Benson? So in the beginning of the talk, you're just saying, you're teaching this, it's very comforting. Then you read something and you said, oh, oops. You start teaching this, because this is actually what the Buddha taught. If you like study with the old wisdom school, you hear this all the time, like this is very comforting, but actually this is what the Buddha taught. And so this is, a little unsettling to me because it raises the question. Should we be teaching and holding beliefs based on what is comforting? Or should we be teaching and holding beliefs based on what it taught? Or should we be teaching based on what is actually the case? I heard that enlightened people

[49:51]

Yeah, well, it is unsettling, I think, the whole thing, you know, the whole deal of coming into life. And I think we keep trying to strategize some way to feel settled, to get it to quiet down, that unsettled feeling. Constant change. And, you know, my understanding is constant change is the way to settle down, is to not fight it.
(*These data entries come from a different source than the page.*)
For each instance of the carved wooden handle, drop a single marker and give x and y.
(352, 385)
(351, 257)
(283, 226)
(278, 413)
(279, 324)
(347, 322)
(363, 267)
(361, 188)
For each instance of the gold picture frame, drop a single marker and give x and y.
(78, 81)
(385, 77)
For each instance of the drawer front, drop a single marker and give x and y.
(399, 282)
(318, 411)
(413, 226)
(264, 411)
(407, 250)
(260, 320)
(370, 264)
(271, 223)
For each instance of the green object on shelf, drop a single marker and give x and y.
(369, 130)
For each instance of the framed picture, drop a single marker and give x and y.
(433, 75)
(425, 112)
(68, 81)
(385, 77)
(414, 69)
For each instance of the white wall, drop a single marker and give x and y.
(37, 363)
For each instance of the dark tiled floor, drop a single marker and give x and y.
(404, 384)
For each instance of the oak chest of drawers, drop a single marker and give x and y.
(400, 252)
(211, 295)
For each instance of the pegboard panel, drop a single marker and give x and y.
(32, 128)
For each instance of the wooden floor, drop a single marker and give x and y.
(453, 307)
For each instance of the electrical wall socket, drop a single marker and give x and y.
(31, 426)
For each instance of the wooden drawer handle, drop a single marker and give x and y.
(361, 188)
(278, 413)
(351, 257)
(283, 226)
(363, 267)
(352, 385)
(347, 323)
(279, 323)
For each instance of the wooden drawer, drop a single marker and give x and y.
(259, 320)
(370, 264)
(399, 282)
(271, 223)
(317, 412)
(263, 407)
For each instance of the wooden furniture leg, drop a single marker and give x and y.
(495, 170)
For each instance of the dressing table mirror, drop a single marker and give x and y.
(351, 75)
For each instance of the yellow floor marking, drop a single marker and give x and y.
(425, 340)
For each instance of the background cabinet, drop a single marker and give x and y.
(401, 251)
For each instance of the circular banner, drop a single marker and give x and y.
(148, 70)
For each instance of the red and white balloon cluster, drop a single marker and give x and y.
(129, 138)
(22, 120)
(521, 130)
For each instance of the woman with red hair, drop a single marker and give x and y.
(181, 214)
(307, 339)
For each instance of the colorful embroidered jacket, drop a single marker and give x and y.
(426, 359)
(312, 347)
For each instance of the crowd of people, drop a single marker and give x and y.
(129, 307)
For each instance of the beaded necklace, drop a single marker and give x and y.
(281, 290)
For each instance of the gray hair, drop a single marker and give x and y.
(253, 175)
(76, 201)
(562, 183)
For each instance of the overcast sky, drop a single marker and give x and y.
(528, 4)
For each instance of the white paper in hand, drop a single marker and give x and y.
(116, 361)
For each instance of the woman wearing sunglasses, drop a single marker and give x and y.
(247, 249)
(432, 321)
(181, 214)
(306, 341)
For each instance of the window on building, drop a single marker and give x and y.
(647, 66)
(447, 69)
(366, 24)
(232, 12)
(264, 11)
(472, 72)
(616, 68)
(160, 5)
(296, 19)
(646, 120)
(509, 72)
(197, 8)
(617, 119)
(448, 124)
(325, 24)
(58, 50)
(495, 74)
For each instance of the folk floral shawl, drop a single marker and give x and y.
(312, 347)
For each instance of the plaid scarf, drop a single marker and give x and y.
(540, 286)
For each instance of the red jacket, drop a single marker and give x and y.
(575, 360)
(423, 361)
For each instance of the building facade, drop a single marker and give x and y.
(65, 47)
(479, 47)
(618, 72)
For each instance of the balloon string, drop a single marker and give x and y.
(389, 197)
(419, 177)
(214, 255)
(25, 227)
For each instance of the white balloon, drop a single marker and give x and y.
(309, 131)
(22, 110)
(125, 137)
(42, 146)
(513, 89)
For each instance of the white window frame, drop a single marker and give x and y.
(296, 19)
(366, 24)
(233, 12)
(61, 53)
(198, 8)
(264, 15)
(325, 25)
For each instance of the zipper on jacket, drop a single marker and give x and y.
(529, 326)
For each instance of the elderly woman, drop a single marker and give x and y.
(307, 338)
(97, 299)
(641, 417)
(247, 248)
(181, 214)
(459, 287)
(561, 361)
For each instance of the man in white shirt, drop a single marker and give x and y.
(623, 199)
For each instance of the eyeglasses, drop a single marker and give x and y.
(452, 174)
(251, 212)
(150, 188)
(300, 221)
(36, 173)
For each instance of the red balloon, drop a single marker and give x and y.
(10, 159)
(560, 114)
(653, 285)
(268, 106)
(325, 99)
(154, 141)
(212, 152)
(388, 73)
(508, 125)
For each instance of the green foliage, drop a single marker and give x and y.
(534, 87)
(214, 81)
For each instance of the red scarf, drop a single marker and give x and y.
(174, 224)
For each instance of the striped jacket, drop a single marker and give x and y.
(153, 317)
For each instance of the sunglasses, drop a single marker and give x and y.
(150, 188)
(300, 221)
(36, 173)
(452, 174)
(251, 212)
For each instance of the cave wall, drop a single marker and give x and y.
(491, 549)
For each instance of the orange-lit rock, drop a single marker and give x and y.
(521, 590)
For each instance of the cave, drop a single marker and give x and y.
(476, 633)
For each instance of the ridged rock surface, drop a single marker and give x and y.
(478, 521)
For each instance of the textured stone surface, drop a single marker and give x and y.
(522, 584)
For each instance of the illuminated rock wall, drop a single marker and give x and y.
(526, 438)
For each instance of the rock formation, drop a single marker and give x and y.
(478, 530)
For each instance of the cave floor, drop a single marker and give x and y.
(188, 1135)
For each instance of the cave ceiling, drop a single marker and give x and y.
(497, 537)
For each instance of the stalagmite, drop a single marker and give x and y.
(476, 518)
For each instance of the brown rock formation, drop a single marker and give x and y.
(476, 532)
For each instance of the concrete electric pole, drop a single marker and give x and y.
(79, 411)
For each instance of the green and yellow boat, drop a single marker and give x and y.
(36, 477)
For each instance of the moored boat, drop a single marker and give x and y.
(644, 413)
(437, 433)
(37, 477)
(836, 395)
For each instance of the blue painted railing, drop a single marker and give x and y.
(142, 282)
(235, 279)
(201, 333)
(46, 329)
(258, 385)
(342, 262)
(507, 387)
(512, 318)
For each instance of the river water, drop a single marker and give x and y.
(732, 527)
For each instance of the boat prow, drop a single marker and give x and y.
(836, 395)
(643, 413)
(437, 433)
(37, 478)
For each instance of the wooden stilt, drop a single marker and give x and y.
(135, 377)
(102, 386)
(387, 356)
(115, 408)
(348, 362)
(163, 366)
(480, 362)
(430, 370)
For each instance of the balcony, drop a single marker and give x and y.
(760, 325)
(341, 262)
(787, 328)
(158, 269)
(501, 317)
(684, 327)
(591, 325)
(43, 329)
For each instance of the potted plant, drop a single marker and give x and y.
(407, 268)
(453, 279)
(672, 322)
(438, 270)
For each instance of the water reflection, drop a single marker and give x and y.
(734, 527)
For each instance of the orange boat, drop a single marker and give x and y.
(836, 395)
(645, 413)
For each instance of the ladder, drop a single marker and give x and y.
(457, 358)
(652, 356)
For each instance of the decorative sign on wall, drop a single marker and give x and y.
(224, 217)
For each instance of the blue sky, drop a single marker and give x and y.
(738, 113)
Not fight or rebel against the fact that nothing lasts. You know? It's like, if you can, like what Dogen says something like, you know, life is like the drop of water from a waterfowl's beak. is headed for the ground it's just this brief moment but then the image is so beautiful so that's the beauty is in the transience and we're kind of addicted to things not changing we don't take a picture of that right frame it look at that drop never hits the ground flowers in heaven don't fall so we have to decide for ourselves each of us

[51:19]

Do we want to be unsettled or do we want to settle? What are we doing to settle ourselves? Are we intoxicating ourselves? Are we willing to deal with the truth of impermanence? Or we don't want to do that because it's not... So each person has to come to some when they're ready. I don't think you have to do anything you're not ready to do. We all get to pick what we want to read or feed ourselves or nourish ourselves with. There's a lot of generosity in this practice, I think, for people to find their own way. I think anyone's gonna make you pick up a text or a teaching that you don't feel ready to deal with or that you don't like, ever. Wash your ears in the creek if you hear something that is unsettling. That really is a sincere offering. Don't worry about it. Don't be bothered by anything anybody says. Huh?

[52:38]

If there are no concepts? It's just an illusion of coming and going. It's an illusion. There's no movement. There's no nothing. There's no problem. So what's your problem? See? You're fine. I knew you were. Okay. Thank you all very much.